¿Vamos al cine? MAMMA MIA!

Querida Bonnie:

Yo sé que el área cinematografica de este blog la dominas tú mejor que nadie y casi hasta me siento un poco como el extraño que intenta adueñarse de un espacio que no le es propio, pero aprovechando que te has ido unos días a tomar unas merecidas vacaciones me cuelo en la butaca de director que tienes en nuestra oficina y asi les cuento a nuestros lectores de una película que fuí a ver el día de ayer.

La verdad es que el calor veraniego se hacía insoportable y, aunque tenía frente a mi una gran cantidad de asuntos por atender, no me apetecía en nada enfrentarme a ellos. El sopor se apoderaba de mi y, de pronto, la imagen idílica de una cómoda butaca dentro de una sala de cine refrigerada me atrajo irremediablemente.

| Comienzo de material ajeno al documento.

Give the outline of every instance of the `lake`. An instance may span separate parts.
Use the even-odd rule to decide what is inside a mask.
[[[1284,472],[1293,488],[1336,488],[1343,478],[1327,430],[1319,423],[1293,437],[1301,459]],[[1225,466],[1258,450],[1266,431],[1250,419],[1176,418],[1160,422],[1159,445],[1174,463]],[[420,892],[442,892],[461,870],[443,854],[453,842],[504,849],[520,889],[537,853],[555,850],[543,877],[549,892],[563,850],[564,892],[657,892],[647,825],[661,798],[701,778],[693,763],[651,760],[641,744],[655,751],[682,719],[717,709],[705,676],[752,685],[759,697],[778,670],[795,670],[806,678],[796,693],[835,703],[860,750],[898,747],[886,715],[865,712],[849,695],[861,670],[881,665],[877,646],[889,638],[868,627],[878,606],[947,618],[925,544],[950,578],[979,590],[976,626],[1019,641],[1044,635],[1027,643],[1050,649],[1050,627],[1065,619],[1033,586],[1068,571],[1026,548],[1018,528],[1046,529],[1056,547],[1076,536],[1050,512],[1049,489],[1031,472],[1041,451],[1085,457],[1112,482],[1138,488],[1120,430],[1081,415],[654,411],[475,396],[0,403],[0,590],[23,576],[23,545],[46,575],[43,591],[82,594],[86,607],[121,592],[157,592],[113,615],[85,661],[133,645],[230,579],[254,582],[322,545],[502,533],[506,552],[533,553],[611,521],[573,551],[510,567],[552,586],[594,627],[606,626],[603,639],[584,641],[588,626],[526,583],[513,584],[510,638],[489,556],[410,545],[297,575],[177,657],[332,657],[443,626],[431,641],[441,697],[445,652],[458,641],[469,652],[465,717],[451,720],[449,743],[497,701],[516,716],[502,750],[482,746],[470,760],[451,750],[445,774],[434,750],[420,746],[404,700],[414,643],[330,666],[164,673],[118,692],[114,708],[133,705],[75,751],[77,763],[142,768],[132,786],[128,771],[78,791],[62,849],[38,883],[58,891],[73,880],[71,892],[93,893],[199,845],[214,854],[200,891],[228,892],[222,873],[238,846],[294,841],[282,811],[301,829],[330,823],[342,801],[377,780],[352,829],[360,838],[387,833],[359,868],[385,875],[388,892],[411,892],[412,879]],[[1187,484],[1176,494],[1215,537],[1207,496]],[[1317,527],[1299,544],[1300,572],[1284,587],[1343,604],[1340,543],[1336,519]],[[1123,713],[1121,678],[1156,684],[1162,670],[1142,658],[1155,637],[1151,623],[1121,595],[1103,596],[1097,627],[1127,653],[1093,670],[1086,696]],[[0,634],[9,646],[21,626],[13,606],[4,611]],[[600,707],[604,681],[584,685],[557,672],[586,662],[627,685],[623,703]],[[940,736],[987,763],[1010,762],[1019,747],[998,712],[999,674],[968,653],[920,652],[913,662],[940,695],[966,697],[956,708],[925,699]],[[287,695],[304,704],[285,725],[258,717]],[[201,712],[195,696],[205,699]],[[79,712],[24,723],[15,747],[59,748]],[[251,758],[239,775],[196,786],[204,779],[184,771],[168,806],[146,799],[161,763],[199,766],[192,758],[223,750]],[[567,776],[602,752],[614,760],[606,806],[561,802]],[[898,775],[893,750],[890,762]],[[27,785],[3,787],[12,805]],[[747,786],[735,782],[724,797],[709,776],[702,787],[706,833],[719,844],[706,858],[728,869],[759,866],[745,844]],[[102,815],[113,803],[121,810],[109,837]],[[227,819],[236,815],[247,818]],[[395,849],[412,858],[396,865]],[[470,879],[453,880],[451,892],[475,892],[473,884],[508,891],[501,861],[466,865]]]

La oferta que me ofrecía la cartelera estival realmente era poco atractiva, pero pudo más el frescor de una sala climatizada que la pobre e insulsa lista de títulos más propia de un cineclub de bachillerato que de joyas del séptimo arte. Finalmente, me decidí por ir a ver la película MAMMA MIA!, no tanto porque yo fuese amante incondicional de la música de ABBA sino porque entre todas era la película que pensé me podía interesar.

Vamos por partes:

Cuando un escritor se plantea hacer una comedia musical parte de una historia o un hilo argumental al que va añadiendo canciones y números musicales para nutrir y conformar su propuesta escénica. A veces trabaja por independiente del compositor y en otras trabajan en equipo escribiendo texto y música al mismo tiempo. ¿Pero qué sucede cuando contamos con una lista de temas musicales, sin ningun nexo entre sí (mas que ser éxitos del cuarteto de pop sueco) a los que queremos presentar en una comedia musical? Pues, depende de la creatividad y habilidad del escritor, pero en esta ocasión ha resultado un pastiche insulso que nada tiene que ver con un guión sólido, creíbe e interesante. Los temas musicales entran forzadamente en situaciones artificiales y sólo se sostienen porque visualmente son momentos preciosistas, rítmicos, llenos de color y con bellos escenarios, pero que parecen más decorados de cartón piedra que escenarios naturales.

La situación se agrava cuando la idea viene de un espectáculo creado para un escenario teatral y el reto consiste en llevarlo a la gran pantalla, situando la historia en una preciosa isla del Egeo, tan preciosa que termina por parecer decorado “hollywoodiense” y no un lugar real. Y se nota a leguas que el discurso de esta película no es cinematográfico sino teatral, no pudo dar el salto…

Más que atraparme por una propuesta argumental interersante (a todas luces inexistente), me dejé llevar por el desparpajo de varios de los actores principales de este filme, que muestran lo versátiles que pueden ser. Tanto Meryl Streep, como Pierce Brosnan, Julie Walters, Christine Baranski o Colin Firth logran salvar del naufragio esta cinta que fue producida por la parte masculina de ABBA: Benny Andersson y Björn Ulvaeus asi como por Tom Hanks y su esposa Rita Wilson.

Por cierto y a manera de trivia, se pueden ver en fugaces momentos escénicos (cameos) de los chicos de ABBA en dos escenas de la película: a Benny, tocando el piano en la secuencia de la canción “Dancing Queen” y a Björn en la secuencia final de la película, ataviado como un Dios Griego.

En fin Bonnie, ¿para qué le sigo…?

Si tú sufres de un día de calor y no tienes ganas de enfrentarte con tus obligaciones diarias, te recomiendo que en lugar de ir a ver esta cinta te encierres en tu casa, pongas el aire acondicionado y escuches un dísco con los grandes éxitos de ABBA mientras disfrutas de un cocktail Margarita; seguro que te lo pasarás mejor que yo… fijo.